WASHINGTON, D.C. – Internal emails obtained by the House Natural Resources Committee raise significant
questions into the science used by the Obama Administration to justify a 20-year ban on uranium development on
one million acres of federal land in Arizona. In the emails, scientists within the National Park Service discuss how
the potential environmental impacts were “grossly overestimated” in the Administration’s Draft Environmental
Impact Statement (DEIS) and that the potential impacts are “very minor to negligible.”A National Park Service
wrote in an internal email, “The DEIS goes to great lengths in an attempt to establish impacts to water resources
from uranium mining. It fails to do so, but instead creates enough confusion and obfuscation of hydrologic
principles to create the illusion that there could be adverse impacts if uranium mining occurred.” He notes that
“previous studies have been unable to detect significant contamination downstream of current or past mining
operations” and that “adverse impacts to water resources” is not a reason to be concerned about potential uranium
mining operations.
Another employee with the National Park Service wrote that this is a case “where the hard science doesn’t strongly
support a policy position.”
“These emails raise serious concerns about whether the Obama Administration’s decision to block uranium
production in Arizona was based on politics rather than sound science,” said House Natural Resources
Committee Chairman Doc Hastings. “Developing uranium in the United States will create high-paying jobs,
boost the economy, lower our dependence on foreign countries, and support clean American energy.
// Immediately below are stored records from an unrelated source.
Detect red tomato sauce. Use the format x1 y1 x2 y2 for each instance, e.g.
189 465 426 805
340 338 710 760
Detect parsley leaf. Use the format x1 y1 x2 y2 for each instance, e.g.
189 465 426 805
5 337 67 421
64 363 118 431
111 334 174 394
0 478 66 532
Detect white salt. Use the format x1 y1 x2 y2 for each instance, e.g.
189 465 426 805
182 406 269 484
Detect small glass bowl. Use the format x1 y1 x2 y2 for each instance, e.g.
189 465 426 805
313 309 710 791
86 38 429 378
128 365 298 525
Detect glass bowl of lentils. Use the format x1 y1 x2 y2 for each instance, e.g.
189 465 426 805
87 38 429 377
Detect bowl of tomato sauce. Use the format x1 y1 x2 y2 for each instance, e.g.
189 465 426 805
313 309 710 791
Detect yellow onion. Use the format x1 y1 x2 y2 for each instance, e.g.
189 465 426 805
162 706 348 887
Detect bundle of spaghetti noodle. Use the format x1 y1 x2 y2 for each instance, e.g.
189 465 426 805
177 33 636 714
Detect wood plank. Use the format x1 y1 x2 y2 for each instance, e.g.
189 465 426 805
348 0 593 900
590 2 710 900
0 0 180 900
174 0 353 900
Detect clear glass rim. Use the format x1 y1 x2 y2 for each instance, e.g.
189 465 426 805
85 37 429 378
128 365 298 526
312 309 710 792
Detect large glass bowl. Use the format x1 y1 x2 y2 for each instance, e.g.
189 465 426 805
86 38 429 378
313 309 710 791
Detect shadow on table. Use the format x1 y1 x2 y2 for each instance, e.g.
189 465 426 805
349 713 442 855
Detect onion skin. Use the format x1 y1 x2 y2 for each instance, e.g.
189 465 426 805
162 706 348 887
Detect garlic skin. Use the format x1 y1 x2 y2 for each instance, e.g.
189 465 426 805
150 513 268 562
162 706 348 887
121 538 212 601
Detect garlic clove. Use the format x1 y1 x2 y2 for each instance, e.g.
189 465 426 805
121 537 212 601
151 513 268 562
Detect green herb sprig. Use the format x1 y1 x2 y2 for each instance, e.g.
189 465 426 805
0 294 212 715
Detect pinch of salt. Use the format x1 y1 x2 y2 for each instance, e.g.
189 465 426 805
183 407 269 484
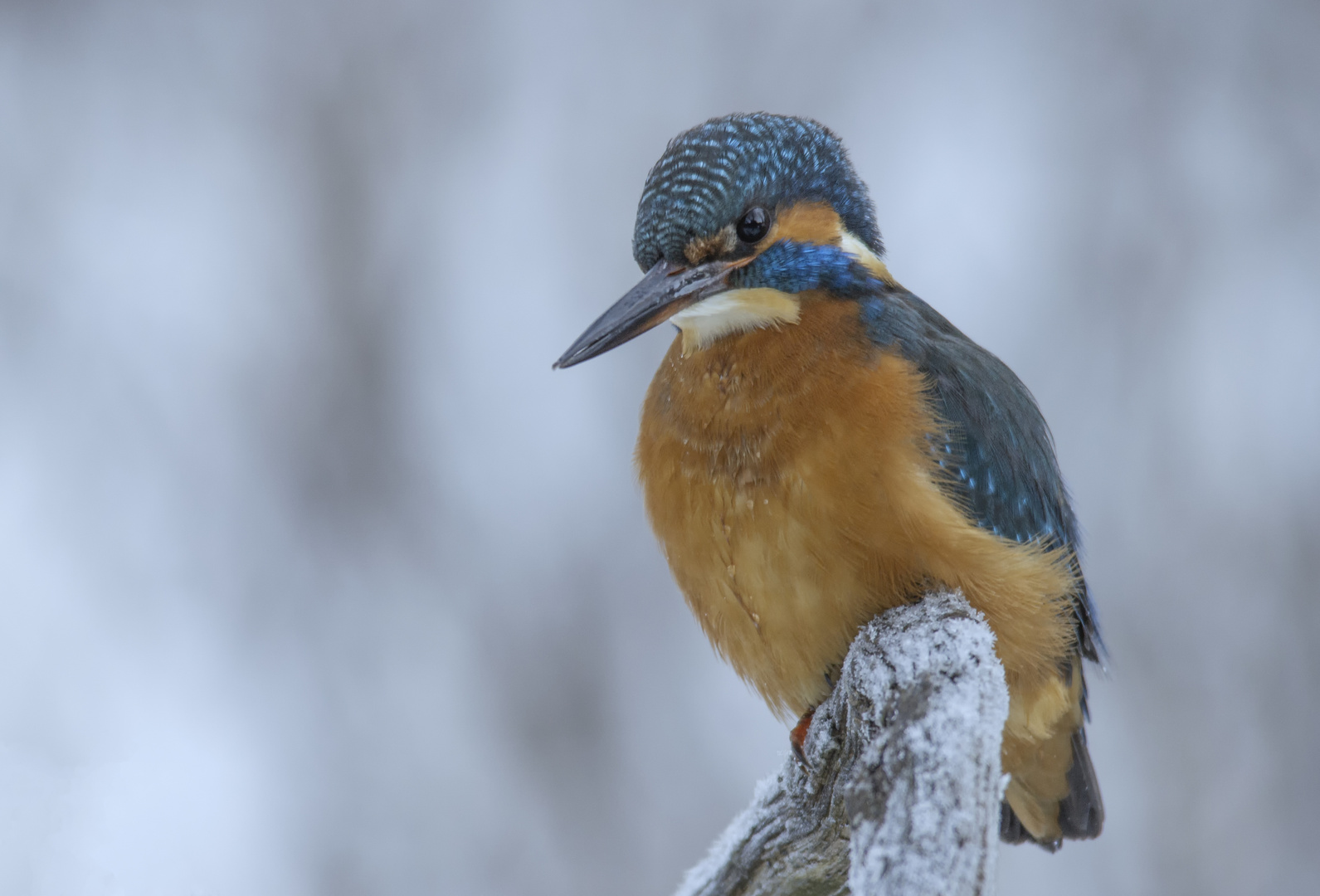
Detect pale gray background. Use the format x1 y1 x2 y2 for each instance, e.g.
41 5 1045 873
0 0 1320 896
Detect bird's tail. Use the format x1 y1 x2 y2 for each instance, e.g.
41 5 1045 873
999 727 1105 853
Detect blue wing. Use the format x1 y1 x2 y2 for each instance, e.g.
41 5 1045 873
862 289 1103 660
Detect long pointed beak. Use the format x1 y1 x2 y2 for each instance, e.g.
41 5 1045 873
554 259 746 368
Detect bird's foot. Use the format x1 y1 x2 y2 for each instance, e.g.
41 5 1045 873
788 706 816 766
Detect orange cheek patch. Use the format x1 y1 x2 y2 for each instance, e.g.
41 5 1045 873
759 202 844 250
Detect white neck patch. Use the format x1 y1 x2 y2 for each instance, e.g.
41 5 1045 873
670 289 800 355
670 230 889 355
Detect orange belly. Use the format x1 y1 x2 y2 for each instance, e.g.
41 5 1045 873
636 293 1081 839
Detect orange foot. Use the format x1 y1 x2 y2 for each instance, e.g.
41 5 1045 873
788 706 816 766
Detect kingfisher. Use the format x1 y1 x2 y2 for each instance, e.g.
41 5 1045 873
554 112 1105 851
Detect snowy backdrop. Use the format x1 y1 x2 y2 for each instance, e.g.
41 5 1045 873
0 0 1320 896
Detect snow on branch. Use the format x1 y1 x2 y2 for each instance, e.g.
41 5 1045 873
679 592 1009 896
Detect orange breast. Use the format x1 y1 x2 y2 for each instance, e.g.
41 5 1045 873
636 293 1072 739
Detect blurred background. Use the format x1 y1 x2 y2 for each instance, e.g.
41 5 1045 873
0 0 1320 896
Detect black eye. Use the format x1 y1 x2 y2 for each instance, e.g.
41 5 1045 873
738 206 770 243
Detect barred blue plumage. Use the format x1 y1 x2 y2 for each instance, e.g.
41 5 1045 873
632 112 884 270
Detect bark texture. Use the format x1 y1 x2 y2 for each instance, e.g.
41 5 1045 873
679 592 1009 896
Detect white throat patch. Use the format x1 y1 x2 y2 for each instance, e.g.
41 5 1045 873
670 289 800 355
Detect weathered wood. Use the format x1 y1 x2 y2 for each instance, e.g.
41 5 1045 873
679 592 1009 896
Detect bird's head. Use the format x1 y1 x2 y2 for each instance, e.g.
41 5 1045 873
554 114 889 367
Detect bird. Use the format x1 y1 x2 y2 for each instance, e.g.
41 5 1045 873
554 112 1105 851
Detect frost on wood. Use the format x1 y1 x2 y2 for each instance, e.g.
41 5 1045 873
679 594 1009 896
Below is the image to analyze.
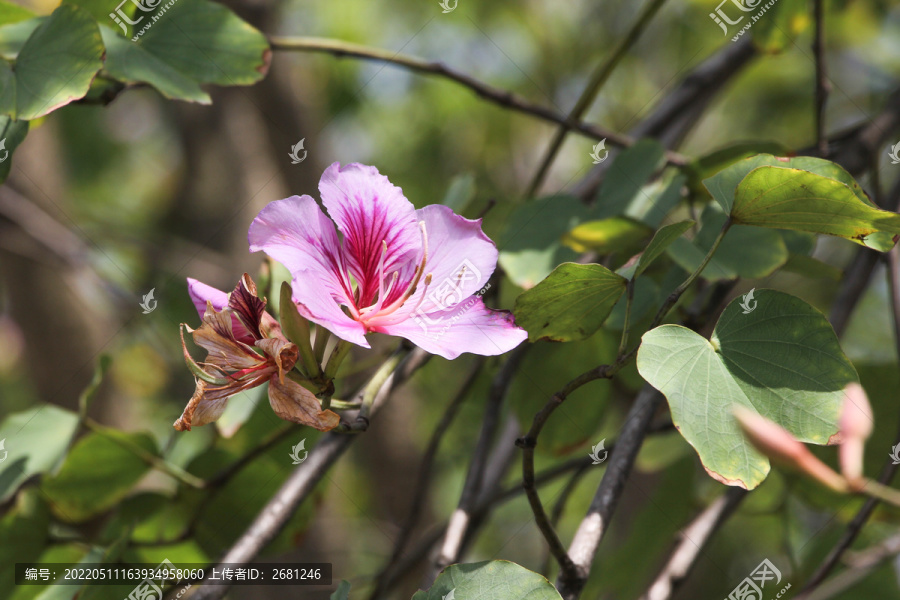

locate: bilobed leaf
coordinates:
[441,173,475,215]
[731,166,900,252]
[514,263,626,342]
[100,25,212,104]
[634,220,699,277]
[498,196,589,289]
[0,4,104,120]
[637,290,857,489]
[41,428,159,522]
[592,138,665,219]
[412,560,562,600]
[132,0,272,86]
[0,404,78,502]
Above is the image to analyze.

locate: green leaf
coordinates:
[412,560,562,600]
[41,428,159,522]
[498,196,590,289]
[625,169,687,229]
[694,205,788,279]
[563,217,653,256]
[0,115,28,183]
[330,579,350,600]
[703,154,874,213]
[0,0,34,25]
[637,290,857,489]
[510,330,616,456]
[686,141,789,186]
[513,263,626,342]
[731,167,900,252]
[0,17,39,60]
[0,4,104,120]
[634,220,700,277]
[782,254,844,281]
[0,404,78,502]
[100,25,212,104]
[78,354,112,418]
[131,0,272,86]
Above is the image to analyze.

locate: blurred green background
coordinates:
[0,0,900,600]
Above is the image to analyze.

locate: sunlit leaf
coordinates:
[0,4,104,120]
[0,404,78,501]
[731,166,900,252]
[514,263,626,342]
[412,560,561,600]
[637,290,857,489]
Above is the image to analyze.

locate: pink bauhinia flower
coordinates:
[249,163,527,359]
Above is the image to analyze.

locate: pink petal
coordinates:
[249,196,369,348]
[319,163,422,307]
[397,204,497,314]
[187,277,256,345]
[374,296,528,360]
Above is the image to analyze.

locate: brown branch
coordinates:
[556,385,662,600]
[797,181,900,600]
[269,36,688,165]
[640,488,747,600]
[426,344,531,583]
[369,357,487,600]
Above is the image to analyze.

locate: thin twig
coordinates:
[525,0,666,198]
[556,385,662,600]
[369,357,487,600]
[640,488,747,600]
[426,344,531,583]
[191,348,430,600]
[269,36,688,165]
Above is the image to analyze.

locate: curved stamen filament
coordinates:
[376,221,430,316]
[368,273,432,327]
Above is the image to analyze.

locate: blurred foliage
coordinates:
[0,0,900,600]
The
Administration’s unilateral action to block uranium development on this land threatens America’s energy security
and ignores numerous studies showing that it can be done safely in an environmentally conscious manner.”
In response to the emails, Chairman Hastings (WA-04) and Subcommittee on National Parks, Forests and Public
Lands Chairman Rob Bishop (UT-01) sent a letter today to the Department of the Interior Secretary Ken Salazar
asking for documents, including emails, notes, briefing papers and memoranda, concerning the Draft
Environmental Impact Statement, the Final Environmental Impact Statement, and the Record of Decision in
support of the Northern Arizona Proposed Withdrawal. Chairman Hastings also requested that the Department
of the Interior provide complete and unredacted copies of 399 pages previously concealed by the Obama
Administration in response to a document request in 2009.
Background:
On January 9, 2012, the Obama Administration announced a 20-year ban on uranium development on one million
acres of land in northern Arizona – one of the most uranium-rich areas in the United States. The Administration’s
decision to withdraw these areas from uranium mining terminates a long-standing agreement, forged through
compromise between mining interest and environmental groups, and carried out through bipartisan legislation
that became law in 1984. The agreement allowed certain areas in Arizona to be protected through Wilderness
designations, while others were to remain open for uranium production.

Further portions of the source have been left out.